On January 16th, Senator Marco Rubio (R-Fla.) introduced the American Data Dissemination Act, a privacy bill that intends to create federal standards regarding privacy protection for tech giants like Facebook, Amazon, and Google. According to Fortune, the bill requires the Federal Trade Commission (FTC) to make suggestions for regulation based on the Privacy Act of 1974. If Congress doesn’t pass legislation within two years, legislative powers will be usurped by the FTC, who under current laws is only able to enforce existing rules.
Rubio’s bill is designed to limit the data collection and sharing of companies like Facebook, Amazon, Apple, Google, and Netflix by imposing a time limit on Congressional gridlock. The bill also requires any final legislation regarding data collection and dissemination to protect small businesses from being stifled by new regulations.
“We should be cautious in balancing the legitimate privacy needs of individuals with the important contributions the Internet has made to increase our societal knowledge sharing capabilities,” wrote Rubio in an op-ed for The Hill.
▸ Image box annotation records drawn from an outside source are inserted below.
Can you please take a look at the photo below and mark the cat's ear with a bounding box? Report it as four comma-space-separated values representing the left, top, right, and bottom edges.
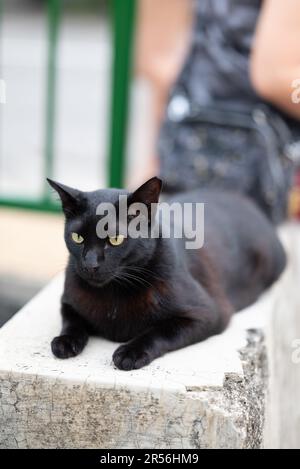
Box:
47, 178, 83, 217
130, 177, 162, 206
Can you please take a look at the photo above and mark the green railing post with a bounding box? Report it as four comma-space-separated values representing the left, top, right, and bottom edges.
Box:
108, 0, 136, 187
44, 0, 61, 204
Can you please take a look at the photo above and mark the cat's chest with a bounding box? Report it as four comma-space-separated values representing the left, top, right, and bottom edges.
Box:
65, 287, 159, 342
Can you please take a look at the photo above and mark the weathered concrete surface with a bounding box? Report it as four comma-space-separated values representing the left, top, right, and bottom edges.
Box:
0, 225, 298, 448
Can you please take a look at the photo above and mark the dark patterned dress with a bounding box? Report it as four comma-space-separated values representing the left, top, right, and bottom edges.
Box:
158, 0, 300, 222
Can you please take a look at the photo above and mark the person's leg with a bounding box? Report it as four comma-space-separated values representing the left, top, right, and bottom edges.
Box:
129, 0, 193, 186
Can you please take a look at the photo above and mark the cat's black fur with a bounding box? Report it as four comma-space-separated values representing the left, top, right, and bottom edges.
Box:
49, 178, 286, 370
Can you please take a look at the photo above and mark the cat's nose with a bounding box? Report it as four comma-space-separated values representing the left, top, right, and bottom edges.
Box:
84, 251, 100, 273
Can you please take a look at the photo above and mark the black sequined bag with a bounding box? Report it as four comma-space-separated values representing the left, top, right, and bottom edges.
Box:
158, 92, 293, 223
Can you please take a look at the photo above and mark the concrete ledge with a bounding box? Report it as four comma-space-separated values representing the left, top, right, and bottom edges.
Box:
0, 227, 298, 449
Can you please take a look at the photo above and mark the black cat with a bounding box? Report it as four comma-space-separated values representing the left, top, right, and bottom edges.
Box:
48, 178, 286, 370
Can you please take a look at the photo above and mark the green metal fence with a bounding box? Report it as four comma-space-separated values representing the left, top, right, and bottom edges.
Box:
0, 0, 136, 212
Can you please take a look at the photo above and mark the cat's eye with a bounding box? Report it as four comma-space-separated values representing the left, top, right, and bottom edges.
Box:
108, 235, 125, 246
71, 232, 84, 244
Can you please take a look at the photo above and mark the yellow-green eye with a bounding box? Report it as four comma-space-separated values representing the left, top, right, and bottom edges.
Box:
71, 232, 84, 244
108, 235, 125, 246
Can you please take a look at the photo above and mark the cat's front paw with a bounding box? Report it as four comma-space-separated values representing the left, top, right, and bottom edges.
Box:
113, 343, 153, 371
51, 335, 86, 358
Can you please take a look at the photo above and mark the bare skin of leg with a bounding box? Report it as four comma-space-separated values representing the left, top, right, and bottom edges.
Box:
129, 0, 193, 187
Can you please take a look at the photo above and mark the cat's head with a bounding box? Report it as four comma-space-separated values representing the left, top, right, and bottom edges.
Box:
48, 177, 162, 287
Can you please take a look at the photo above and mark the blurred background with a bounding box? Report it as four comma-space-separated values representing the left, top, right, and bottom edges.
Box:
0, 0, 192, 324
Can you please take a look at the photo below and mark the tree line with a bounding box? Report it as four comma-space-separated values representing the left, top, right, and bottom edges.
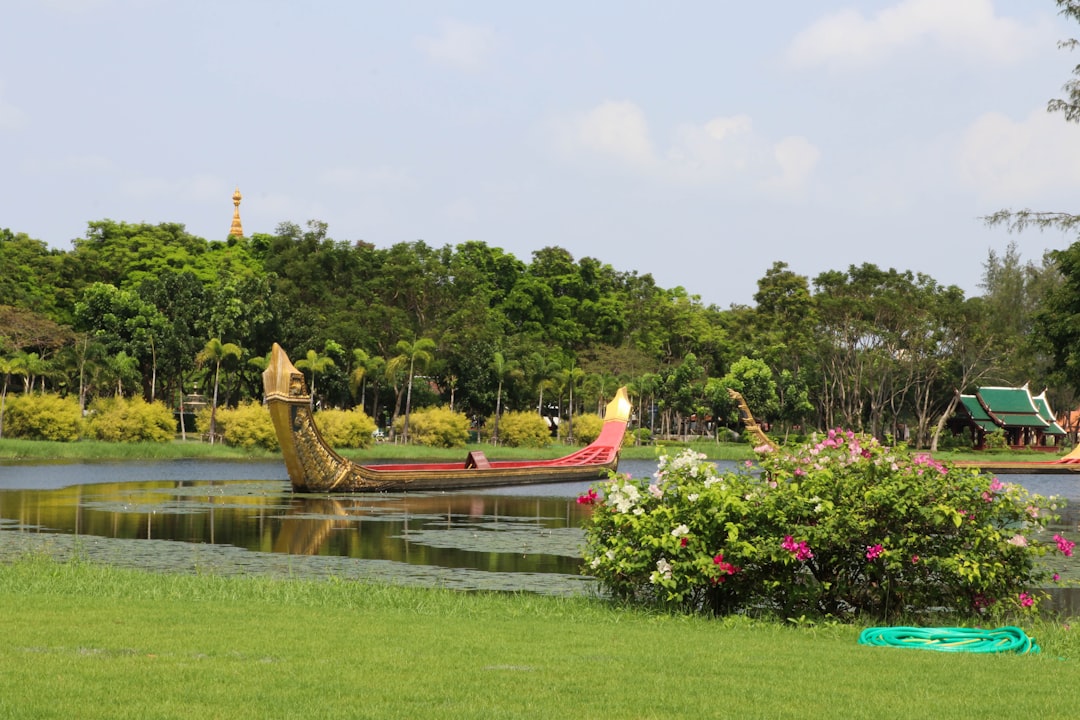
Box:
0, 220, 1067, 447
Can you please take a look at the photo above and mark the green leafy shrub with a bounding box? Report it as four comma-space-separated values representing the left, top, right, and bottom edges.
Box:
214, 400, 281, 450
579, 431, 1072, 620
3, 393, 82, 443
315, 410, 375, 448
492, 410, 551, 448
86, 397, 176, 443
394, 407, 469, 448
558, 413, 604, 445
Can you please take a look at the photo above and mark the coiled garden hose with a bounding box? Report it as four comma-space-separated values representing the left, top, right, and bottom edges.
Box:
859, 626, 1039, 655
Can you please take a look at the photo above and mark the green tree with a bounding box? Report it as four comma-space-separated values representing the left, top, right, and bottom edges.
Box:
491, 352, 525, 445
195, 338, 243, 445
387, 338, 435, 443
0, 355, 15, 437
296, 350, 335, 405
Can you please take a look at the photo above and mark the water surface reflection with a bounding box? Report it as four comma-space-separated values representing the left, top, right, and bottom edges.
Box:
0, 461, 1080, 613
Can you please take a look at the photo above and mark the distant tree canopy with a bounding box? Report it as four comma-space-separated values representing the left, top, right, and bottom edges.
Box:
0, 205, 1080, 445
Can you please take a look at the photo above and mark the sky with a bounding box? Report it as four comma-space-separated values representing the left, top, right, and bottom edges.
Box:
0, 0, 1080, 308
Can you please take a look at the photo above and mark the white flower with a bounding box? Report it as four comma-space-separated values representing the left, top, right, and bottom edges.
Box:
649, 558, 672, 583
607, 483, 642, 513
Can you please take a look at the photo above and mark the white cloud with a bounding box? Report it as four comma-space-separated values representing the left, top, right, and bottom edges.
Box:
559, 101, 821, 191
787, 0, 1042, 68
416, 21, 496, 72
956, 104, 1080, 199
568, 101, 654, 165
767, 136, 821, 190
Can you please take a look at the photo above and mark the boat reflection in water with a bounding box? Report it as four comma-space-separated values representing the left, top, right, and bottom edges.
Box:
0, 470, 590, 594
0, 461, 1080, 614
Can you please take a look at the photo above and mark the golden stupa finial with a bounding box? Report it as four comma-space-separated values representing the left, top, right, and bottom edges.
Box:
229, 186, 244, 237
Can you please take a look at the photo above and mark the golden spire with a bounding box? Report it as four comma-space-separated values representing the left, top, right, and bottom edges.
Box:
229, 186, 244, 237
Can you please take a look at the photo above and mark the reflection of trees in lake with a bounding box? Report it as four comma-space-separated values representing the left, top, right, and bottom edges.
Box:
0, 481, 585, 574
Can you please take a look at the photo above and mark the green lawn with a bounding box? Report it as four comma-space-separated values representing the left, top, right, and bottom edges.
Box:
0, 557, 1080, 720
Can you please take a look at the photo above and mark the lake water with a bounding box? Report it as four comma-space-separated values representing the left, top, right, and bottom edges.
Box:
0, 460, 1080, 614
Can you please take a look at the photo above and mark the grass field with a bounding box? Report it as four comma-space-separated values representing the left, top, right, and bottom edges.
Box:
0, 557, 1080, 720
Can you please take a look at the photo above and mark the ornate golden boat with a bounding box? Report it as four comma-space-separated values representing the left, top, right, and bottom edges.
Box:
262, 343, 631, 492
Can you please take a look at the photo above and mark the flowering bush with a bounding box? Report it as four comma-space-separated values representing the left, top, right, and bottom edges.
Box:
581, 431, 1072, 619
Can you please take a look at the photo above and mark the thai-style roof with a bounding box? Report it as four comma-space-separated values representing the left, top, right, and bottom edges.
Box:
958, 395, 998, 433
1031, 390, 1067, 435
960, 385, 1066, 435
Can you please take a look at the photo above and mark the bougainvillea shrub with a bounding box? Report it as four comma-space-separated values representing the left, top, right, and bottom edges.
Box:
579, 430, 1072, 619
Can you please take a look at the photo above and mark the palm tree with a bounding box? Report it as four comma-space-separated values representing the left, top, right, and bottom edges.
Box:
0, 357, 15, 437
491, 352, 524, 445
387, 338, 435, 443
195, 338, 244, 445
349, 348, 372, 412
558, 361, 585, 445
296, 350, 334, 407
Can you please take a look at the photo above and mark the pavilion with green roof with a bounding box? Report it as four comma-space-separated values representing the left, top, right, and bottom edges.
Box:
949, 385, 1066, 450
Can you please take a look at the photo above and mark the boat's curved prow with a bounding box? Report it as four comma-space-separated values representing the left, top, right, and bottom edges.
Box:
262, 342, 348, 489
262, 343, 633, 492
262, 342, 310, 402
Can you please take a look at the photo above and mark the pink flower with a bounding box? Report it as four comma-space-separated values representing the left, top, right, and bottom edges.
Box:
578, 490, 597, 505
713, 553, 739, 585
780, 535, 813, 561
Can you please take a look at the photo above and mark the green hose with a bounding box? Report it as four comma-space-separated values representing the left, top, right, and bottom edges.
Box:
859, 626, 1039, 654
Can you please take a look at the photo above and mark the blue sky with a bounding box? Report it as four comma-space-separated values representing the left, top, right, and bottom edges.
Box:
0, 0, 1080, 307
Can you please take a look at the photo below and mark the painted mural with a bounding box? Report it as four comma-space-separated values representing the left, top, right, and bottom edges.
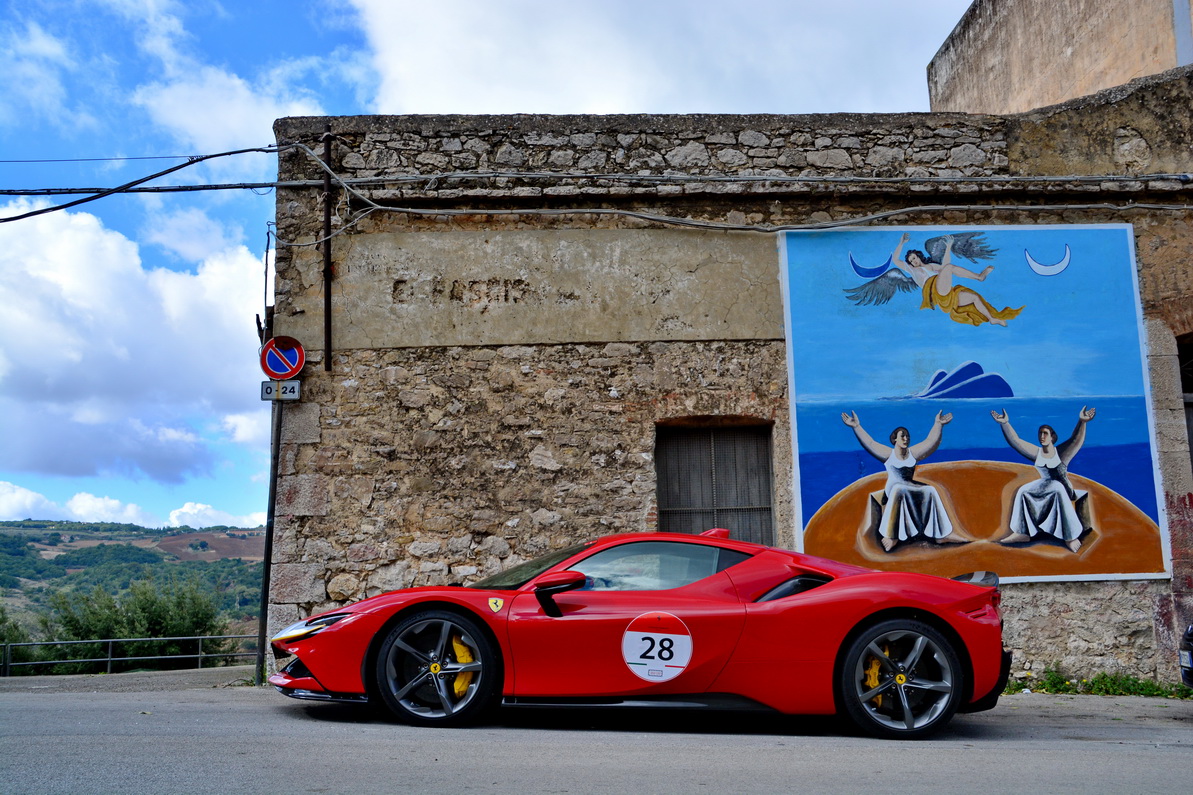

While we may have disagreements on the best path forward, no one believes a privacy law that only bolsters the largest companies with the resources to comply and stifles our start-up marketplace is the right approach.”
The bill raises concerns that it limits states’ abilities to create their own rules surrounding internet privacy, to which Rubio replies, “a state-by-state patchwork of laws is simply not an effective means of dealing with an issue of this magnitude.” Major internet companies agree, arguing that the complexities of internet regulations will be more effectively enforced at a blanket federal level rather than if they varied across state lines.
Democrats will only support the bill if it is as extensive as recently passed state laws like those that will be going into effect in California in 2020. Rubio’s bill reportedly has no co-sponsors, and a bipartisan group of senators is expected to soon release a separate bill regarding data collection and dissemination.